Guida. Torte fatte in casa per la parrocchia, come essere in regola

Lidia Galfrascoli lunedì 25 giugno 2018

Banchetto alla parrocchia di San Giovanni Crisostomo a Milano

Con l’arrivo dell’estate e l’inizio del grest si moltiplicano le richieste di aiuto nel preparare e fornire torte e dolci in genere fatti in casa come merende “sane” da offrire ai ragazzi o per vendere tali prodotti al fine di raccogliere fondi per finanziare le varie attività della parrocchia ed i progetti di beneficenza.

Spesso però sorge il dubbio sulla possibilità e legittimità o meno dello svolgimento di tale attività e ci si chiede se le torte delle mamme e delle nonne possano tranquillamente essere vendute fuori dalla chiesa o consumate in oratorio.

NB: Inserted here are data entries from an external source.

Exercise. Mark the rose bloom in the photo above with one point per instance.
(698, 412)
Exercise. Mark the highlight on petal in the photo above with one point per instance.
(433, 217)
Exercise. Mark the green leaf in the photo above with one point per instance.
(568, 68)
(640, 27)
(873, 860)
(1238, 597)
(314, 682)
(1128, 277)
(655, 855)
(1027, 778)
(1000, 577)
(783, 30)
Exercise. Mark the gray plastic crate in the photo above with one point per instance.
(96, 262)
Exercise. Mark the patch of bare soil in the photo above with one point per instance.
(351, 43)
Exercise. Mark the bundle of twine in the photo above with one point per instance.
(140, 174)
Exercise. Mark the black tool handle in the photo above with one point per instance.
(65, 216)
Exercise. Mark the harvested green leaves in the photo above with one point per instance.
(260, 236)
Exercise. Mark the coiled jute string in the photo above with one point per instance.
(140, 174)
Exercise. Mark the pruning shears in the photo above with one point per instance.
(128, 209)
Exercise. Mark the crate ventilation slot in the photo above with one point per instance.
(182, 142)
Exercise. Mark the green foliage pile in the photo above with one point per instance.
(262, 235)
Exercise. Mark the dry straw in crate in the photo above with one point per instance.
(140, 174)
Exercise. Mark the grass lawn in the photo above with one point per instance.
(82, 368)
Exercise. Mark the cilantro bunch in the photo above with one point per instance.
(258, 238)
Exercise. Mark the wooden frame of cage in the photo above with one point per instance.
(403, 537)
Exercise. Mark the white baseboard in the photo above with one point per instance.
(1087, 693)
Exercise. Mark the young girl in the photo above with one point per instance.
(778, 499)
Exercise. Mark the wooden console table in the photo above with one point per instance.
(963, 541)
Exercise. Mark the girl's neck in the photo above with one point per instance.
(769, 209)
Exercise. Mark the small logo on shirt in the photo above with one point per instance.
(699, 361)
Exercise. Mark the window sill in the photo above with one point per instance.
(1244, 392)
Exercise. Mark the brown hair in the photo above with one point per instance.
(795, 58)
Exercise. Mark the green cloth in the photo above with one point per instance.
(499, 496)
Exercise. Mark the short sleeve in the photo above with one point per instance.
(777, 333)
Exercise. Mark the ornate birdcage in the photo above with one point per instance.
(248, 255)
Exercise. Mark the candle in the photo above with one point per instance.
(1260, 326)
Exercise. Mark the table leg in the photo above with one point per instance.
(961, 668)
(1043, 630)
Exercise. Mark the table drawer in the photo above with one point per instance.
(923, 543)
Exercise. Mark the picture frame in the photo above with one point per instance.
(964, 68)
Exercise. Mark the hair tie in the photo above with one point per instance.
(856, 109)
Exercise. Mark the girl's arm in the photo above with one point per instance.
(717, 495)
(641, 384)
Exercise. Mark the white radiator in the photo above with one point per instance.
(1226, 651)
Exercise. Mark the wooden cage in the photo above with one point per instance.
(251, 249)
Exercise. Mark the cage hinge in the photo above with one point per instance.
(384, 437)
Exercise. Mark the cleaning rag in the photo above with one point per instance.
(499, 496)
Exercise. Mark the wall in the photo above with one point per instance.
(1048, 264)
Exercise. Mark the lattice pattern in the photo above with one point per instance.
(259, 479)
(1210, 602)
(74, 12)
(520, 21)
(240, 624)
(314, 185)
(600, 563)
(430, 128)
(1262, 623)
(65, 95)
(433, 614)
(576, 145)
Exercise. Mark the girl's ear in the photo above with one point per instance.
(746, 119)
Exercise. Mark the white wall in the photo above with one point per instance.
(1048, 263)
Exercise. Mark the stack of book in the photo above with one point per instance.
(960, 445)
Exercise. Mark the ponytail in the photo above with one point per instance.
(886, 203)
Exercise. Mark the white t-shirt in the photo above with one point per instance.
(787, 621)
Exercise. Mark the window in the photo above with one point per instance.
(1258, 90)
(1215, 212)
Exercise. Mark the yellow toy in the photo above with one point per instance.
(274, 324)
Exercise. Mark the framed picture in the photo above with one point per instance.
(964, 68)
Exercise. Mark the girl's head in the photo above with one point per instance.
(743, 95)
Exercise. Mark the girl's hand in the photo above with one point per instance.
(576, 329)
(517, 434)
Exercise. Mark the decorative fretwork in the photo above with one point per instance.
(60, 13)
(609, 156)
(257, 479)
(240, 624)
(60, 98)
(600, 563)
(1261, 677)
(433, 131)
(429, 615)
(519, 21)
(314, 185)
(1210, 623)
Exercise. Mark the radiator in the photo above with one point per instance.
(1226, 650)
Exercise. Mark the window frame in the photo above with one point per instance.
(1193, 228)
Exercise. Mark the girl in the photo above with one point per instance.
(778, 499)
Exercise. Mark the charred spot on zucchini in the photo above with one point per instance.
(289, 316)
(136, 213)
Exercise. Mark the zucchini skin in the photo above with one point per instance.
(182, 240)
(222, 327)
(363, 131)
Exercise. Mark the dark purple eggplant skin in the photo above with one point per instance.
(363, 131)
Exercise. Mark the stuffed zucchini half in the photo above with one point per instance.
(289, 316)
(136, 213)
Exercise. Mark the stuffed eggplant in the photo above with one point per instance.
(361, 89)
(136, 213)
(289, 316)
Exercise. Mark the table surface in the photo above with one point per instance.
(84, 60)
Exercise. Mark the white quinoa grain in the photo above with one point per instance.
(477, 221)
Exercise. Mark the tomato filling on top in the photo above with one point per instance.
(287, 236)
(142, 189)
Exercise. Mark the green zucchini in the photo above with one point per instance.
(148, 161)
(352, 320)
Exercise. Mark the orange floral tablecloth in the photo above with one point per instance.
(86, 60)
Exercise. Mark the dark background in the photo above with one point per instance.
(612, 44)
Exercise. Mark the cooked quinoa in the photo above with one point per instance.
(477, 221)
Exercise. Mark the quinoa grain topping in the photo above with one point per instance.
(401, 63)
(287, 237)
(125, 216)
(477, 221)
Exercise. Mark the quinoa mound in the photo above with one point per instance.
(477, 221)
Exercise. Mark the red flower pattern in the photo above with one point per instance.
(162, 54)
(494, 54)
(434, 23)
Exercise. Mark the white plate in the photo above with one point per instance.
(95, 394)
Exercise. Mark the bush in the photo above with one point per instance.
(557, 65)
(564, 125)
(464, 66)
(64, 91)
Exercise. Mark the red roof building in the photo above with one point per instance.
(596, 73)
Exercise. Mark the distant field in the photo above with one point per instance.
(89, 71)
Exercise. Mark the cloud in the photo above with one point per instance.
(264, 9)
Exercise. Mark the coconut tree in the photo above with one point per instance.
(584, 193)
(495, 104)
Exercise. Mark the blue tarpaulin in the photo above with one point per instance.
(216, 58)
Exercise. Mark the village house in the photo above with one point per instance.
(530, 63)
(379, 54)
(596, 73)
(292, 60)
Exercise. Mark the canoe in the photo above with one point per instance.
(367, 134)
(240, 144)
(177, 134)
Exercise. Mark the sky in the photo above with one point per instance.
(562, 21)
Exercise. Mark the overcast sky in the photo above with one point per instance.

Innanzitutto è opportuno sgombrare il campo da equivoci che spesso portano a vietare tali attività “per non correre rischi”, come in molte scuole dove appunto vengono emesse circolari in cui si stabilisce che non è consentito portare dolci fatti in casa in occasione delle feste di compleanno ed è vietato vendere torte casalinghe all’interno della scuola.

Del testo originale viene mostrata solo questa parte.